La raison, les commerçants, auxquels les autorités avaient dit, après le drame, que ce site était destiné à les reloger en attendant la réouverture du marché, y ont vu une arnaque. Pour eux, si telle était l’intention des autorités, les boutiques qu’on leur a présentées n’allaient pas être en matériaux durables.

Cette situation sera, à un moment donné, exacerbée par une rumeur faisant état d’un dessein des autorités de « vendre Rood-Woko à un particulier ». Elle le sera davantage quand l’enseigne « Rood-Woko, marché central de Ouagadougou » disparaîtra de son emplacement. Les responsables des structures associatives et syndicales convoqueront leurs militants pour une assemblée générale le 12 février 2004 sur la place de Rood-Woko ; mais celle-ci se terminera d’une façon tragique, avec des blessés graves, suite à l’intervention de la Compagnie républicaine de sécurité. Hamidou Sawadogo, un commerçant cinquantenaire, l’une des victimes, évacué à l’hôpital Yalgado- Ouédraogo, sera par la suite amputé d’une jambe.

Alors qu’il avait été annoncé 18 mois pour la réhabilitation du marché Rood-Woko, aujourd’hui, 27 mai 2005, cela fait deux ans, jour pour jour, que rien n’a changé, et les commerçants se demandent toujours quand ils regagneront leur marché, d’où chacun tirait la pitance quotidienne de sa famille. Le rendez-vous n’ayant pas été respecté, ils sont alors impatients, à tel point que les responsables des organisations du secteur ne sont plus crédibles à leurs yeux.

Les autorités donnent 2006 pour le début des travaux

La CRM a été dissoute et remplacée par la Maîtrise d’ouvrage pour la construction et la réhabilitation d’infrastructures marchandes à Ouagadougou (MORIMO), à la charge d’un directeur général, en la personne de Gilbert Sedgo.

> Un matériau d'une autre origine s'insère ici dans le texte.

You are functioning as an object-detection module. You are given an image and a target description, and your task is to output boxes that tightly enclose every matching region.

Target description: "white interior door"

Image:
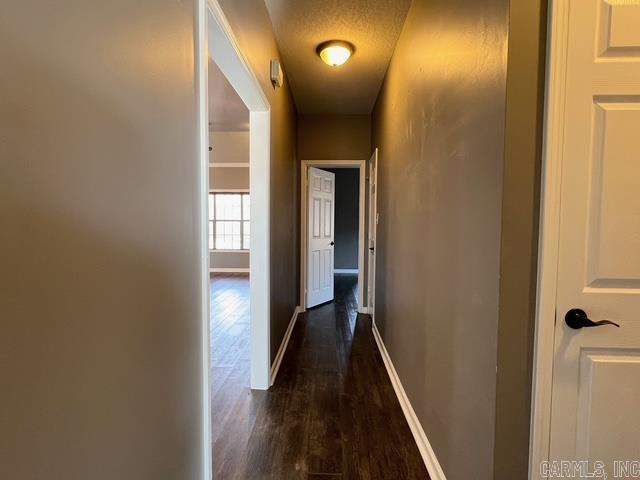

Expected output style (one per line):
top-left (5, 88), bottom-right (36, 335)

Pour Marou Sakandé, un des responsables d’une structure syndicale de petits marchands, les commerçants en ont assez "des promesses non tenues". Il se demande d’ailleurs pourquoi, en 2003, on avait estimé la reconstruction à trois milliards, et cette année on avance plus de 5 milliards. A ce rythme, dira-t-il, le montant de la reconstruction atteindra 6 milliards en 2006.

Pendant ce temps la MORIMO soutient qu’"On ne peut réhabiliter le marché central sans trouver une solution au surplus de vendeurs ». Et que pour cela, il faut au moins entre 18 mois et 2 ans pour que Rood- Woko soit rouvert et que le marché de Nonsin soit construit. "Ça prendra le temps qu’il faut, pour ne pas préparer un autre drame", ajoutera-t-elle, parce que les délais sont liés à la qualité des futurs ouvrages. Si l’on en croit donc le bourgmestre Simon Compaoré, ce sera finalement en 2006 que les travaux de la reconstruction vont débuter. Espérons que cette fois-ci, ce ne sera pas un faux rendez-vous.